Le Zimbabwe compte, depuis le 9 septembre 2026, un jour férié de plus à son calendrier national. Le gouvernement a publié ce jour-là le Statutory Instrument 148 of 2026, pris en application de la section 2(2) du Public Holidays and Prohibition of Business Act, qui dispose : « Il est par la présente déclaré que le 15 septembre de chaque année sera désormais un jour férié public connu sous le nom de Munhumutapa Day. »
Un nom qui renvoie à un empire précolonial
Le gouvernement présente cette nouvelle journée comme un hommage à l'héritage historique du pays. Le nom « Munhumutapa » renvoie au titre porté par les souverains de l'empire du Mutapa, un puissant royaume shona qui s'est étendu, selon les sources, du XIVe ou XVe siècle jusqu'au XVIIIe siècle, sur une partie des territoires correspondant aujourd'hui au Zimbabwe et, selon certaines versions, au Mozambique voisin.
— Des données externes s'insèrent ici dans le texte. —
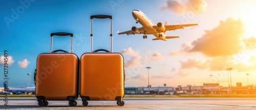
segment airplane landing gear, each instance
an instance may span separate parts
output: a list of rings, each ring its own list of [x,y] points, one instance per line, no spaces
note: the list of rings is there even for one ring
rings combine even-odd
[[[161,34],[158,34],[158,37],[163,37],[163,35]]]
[[[143,35],[143,39],[145,39],[145,38],[147,38],[147,35]]]

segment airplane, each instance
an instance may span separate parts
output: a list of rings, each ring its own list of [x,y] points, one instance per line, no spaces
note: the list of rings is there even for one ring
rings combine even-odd
[[[143,34],[143,39],[147,38],[147,36],[146,34],[152,34],[154,35],[156,38],[152,40],[162,40],[167,41],[167,39],[179,38],[179,36],[166,36],[166,31],[172,31],[177,29],[183,29],[185,27],[189,27],[198,25],[198,24],[186,24],[186,25],[167,25],[167,21],[165,22],[164,25],[161,23],[158,23],[156,25],[145,14],[141,11],[138,9],[134,9],[132,12],[133,16],[136,20],[136,23],[140,23],[142,27],[137,28],[136,27],[132,27],[132,30],[123,32],[118,33],[120,34],[126,34],[127,35],[135,34]]]
[[[12,93],[14,94],[22,94],[27,92],[32,93],[32,94],[35,93],[35,87],[8,87],[5,88],[6,84],[4,83],[4,89],[7,90],[8,92]]]

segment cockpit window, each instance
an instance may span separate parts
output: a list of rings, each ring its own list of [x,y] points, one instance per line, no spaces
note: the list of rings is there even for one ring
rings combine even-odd
[[[137,11],[140,12],[140,10],[134,10],[133,11]]]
Une date qui n'a rien d'anodin
Le 15 septembre est aussi la date de naissance du président Emmerson Mnangagwa, né en 1942, qui fêtera donc ses 84 ans le jour même de la première célébration de ce nouveau jour férié. Le gouvernement n'a, selon les médias consultés, donné aucune explication officielle sur le choix de cette date précise pour instaurer la nouvelle commémoration.
« Il est par la présente déclaré que le 15 septembre de chaque année sera désormais un jour férié public connu sous le nom de Munhumutapa Day »
— Statutory Instrument 148 of 2026, publié le 9 septembre 2026.
Selon des médias zimbabwéens, le 15 septembre était déjà, depuis 2018, célébré de manière informelle par les jeunesses du parti au pouvoir, la Zanu-PF, en l'honneur de la présidence de M. Mnangagwa. Sa transformation en jour férié national officiel marque donc l'institutionnalisation d'une pratique jusque-là partisane.
Un contexte de personnalisation du pouvoir
Cette annonce intervient quelques mois après que le président zimbabwéen a obtenu la prolongation de son second mandat, initialement prévu jusqu'en 2028, jusqu'en 2030. Certaines franges de son parti ont même, selon des médias locaux, évoqué la possibilité de transformer sa présidence en monarchie, une hypothèse qui, associée à ce nouveau jour férié coïncidant avec son anniversaire, alimente les interrogations sur la personnalisation croissante du pouvoir à Harare.
La décision a d'ores et déjà eu une conséquence concrète signalée par la presse locale : la National Competitiveness Commission a dû décaler son sommet annuel, initialement prévu autour du 15 septembre, pour tenir compte du nouveau jour chômé.